Choosing popular music from the year 1980 to 2017, we took a sample of 10 songs from each decade (10 from 1980, 10 from 1990, etc). We selected them from the top single ranking charts for each year, mostly by using the lyric website Uta-Net's handy Time Machine feature. Where there were discrepancies between the gender of the singer and the gender of the songwriter (when not the same person), we discounted those songs and picked the next highest ranked single. Thus, in total there are 50 songs, which you can explore by navigating to the Songs page.
Linguistic Features


The linguistic features we chose to focus on were sentence-final particles (SFP’s) and pronouns. There were a handful of other features we noted in our markup, such as the addition of an honorific marker (お- o-, ご- go-) to a noun (marks femininity), but these were few in total.
SFP’s are perhaps the easiest gendered language to identify in Japanese, and are added at the end of utterances, often optionally or stylistically. Table 15.1 identifies some of these particles, and how they can differ between dialects.
Pronouns in Japanese change depending on the gender of the speaker, the gender of the recipient, and the level of politeness necessary for the situation. For a plain level of politeness, a man could use "君" kimi for the second person, while a women is expected to use "あなた" anata. Table 2 details usage for different first-person pronouns.
Computational Methods
We transcribed the songs first in .txt files, then converted them to XML with both structural and linguistic mark-up. In the structural markup, we accounted for verses and lines. For linguistic mark-up, we tagged features with attributes for the type (SFP or pronoun) and associated gender. After markup was complete, we transformed the XML files to HTML utilizing XSLT. Our visualizations on the Analysis page are made with SVG.

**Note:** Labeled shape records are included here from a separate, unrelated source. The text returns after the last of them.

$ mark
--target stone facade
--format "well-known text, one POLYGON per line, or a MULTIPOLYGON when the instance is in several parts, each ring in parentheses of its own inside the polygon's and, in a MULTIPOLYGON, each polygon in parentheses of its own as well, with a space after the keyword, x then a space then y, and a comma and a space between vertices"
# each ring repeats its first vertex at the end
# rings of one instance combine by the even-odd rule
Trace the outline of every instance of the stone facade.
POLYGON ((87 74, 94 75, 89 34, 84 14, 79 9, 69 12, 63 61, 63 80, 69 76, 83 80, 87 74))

Because SFP’s can vary in their degree of gender markedness as shown in the diagram above, we utilized the same grading scale in our markup of the gender attribute, on a scale from Strongly Feminine > Moderately Feminine > Neutral/Moderately Masculine > Strongly Masculine.
The reason neutral is combined with Moderately Masculine is due to the fact that when Japanese was standardized at the beginning of the twentieth century, it was heavily biased towards male speech, which became “neutral” while women’s speech remained marked as uniquely feminine (Nakamura, 2014). As a result, there are less instances of masculine marked speech than feminine marked speech.